Enterprise Integration Patterns were originally designed to build integrated systems out of siloed enterprise systems. The patterns are a good fit for distributed, event-driven systems, typically implemented by event-driven microservices. With today’s message volumes, however, streaming becomes a key design point. Event-driven applications need to view streams as continuous, unbounded flows of data (events), with those streams handled by small services working together. Data pipelines built on top of small services working together using frameworks like Camel or Kafka Streams can solve modern enterprise integration problems. This change in mindset is an adaptation to the agile, decentralized, cloud-native nature of modern event-driven systems.

Which brings us to microservices themselves. A well-designed microservice has a specific business function and can be deployed and developed independently from other microservices. This enables agility and allows multiple development teams to work in parallel. Microservices are frequently containerized to increase density and utilization and reduce the overhead of running multiple services. Although the design concepts behind microservices have been around for years, the combination of cloud architectures and containerization has made them the obvious choice for many applications.

But not all. Christian made the important point that while microservices are great at enabling agility from existing systems, you shouldn’t optimize your applications for microservices unless you have problems with your current architecture. Specifically, if agility isn’t the problem with your existing system, microservices are not the solution. As an example, he mentioned an HR system only used on the last day of each week. On that one day, utilization and compute requirements are high, but only on that day. It doesn’t make sense to have a set of services around to serve that traffic constantly when you know that traffic isn’t constant. The main message: Understand your use cases.
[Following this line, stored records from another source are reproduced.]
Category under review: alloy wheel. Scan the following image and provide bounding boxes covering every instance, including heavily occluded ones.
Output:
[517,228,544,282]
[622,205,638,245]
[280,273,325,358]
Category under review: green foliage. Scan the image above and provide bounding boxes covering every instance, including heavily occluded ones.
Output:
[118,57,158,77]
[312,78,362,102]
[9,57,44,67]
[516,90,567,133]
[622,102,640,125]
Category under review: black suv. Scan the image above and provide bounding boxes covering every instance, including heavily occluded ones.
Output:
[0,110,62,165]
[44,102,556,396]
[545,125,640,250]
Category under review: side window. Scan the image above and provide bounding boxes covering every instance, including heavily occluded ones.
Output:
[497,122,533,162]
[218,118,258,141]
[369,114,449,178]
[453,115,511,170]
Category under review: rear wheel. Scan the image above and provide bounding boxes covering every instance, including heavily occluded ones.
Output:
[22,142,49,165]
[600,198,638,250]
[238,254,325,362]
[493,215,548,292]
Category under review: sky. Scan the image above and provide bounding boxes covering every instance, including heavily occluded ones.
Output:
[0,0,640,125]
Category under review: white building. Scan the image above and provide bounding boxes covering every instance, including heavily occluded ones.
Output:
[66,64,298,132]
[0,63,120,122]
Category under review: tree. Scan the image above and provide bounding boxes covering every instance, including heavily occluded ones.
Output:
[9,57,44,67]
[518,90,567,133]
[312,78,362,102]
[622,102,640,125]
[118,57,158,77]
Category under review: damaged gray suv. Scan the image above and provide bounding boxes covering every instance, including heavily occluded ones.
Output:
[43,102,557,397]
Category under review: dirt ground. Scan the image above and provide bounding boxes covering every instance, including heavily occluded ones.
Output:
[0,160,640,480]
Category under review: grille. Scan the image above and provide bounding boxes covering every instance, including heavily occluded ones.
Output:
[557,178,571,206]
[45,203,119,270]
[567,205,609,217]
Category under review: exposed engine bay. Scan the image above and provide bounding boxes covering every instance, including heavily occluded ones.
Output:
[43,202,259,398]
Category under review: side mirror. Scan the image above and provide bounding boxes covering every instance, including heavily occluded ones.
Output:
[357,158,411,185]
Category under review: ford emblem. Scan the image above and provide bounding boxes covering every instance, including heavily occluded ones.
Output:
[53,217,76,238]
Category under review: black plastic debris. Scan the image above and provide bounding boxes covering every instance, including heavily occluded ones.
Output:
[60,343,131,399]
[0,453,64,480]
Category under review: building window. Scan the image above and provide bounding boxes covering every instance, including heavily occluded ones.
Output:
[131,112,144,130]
Continuing the discussion of integration use cases, tasks like webhook callbacks, scheduled tasks, file processing, and reacting to database changes are better suited to the FaaS model. The code in a FaaS system is run by the platform whenever certain events happen. The task of the development team is to write the code that handles each event and the rules that define when the code should be invoked. As a result, the system has high utilization and parallelization, and the resources needed to handle those events are managed by the FaaS provider.

There are four options to consider as you build cloud-native applications:

  • Event-driven microservices
  • Containers
  • FaaS
  • Other serverless components such as databases, message queues, and caches

Marius and Christian both made the point that all of these technologies have their place. Despite the current hype cycle, not everything is a good candidate for FaaS. Again, it comes down to your use case. If you have well-understood boundaries and you know what those boundaries are, microservices could be the answer. On the other hand, if you have an exploratory use case and you don’t know its traffic patterns and utilization (and might not even know if the use case provides any business value at all), FaaS could let you experiment without a lot of overhead.
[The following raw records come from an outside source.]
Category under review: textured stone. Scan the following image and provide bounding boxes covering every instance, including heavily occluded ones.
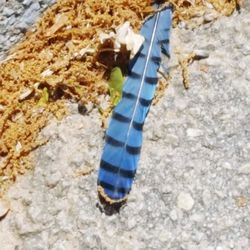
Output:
[177,192,194,211]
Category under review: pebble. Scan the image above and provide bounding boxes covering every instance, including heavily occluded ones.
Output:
[238,162,250,174]
[177,192,194,211]
[169,210,178,221]
[187,128,203,137]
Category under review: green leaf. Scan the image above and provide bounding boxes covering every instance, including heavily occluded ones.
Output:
[37,87,49,107]
[108,67,124,106]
This was a great session with lots of insight from two highly experienced architects. If this post whetted your appetite, we encourage you to watch the video recording of their presentation.


1 If System A and System B are client and server, composing a new application that adds System C is difficult because that almost certainly requires changes to Systems A and B. In the decoupled world of event-driven applications, introducing Systems C, D, and E shouldn’t require any changes to Systems A and B. In fact, it’s quite likely that A, B, C, D, and E have absolutely no knowledge of each other.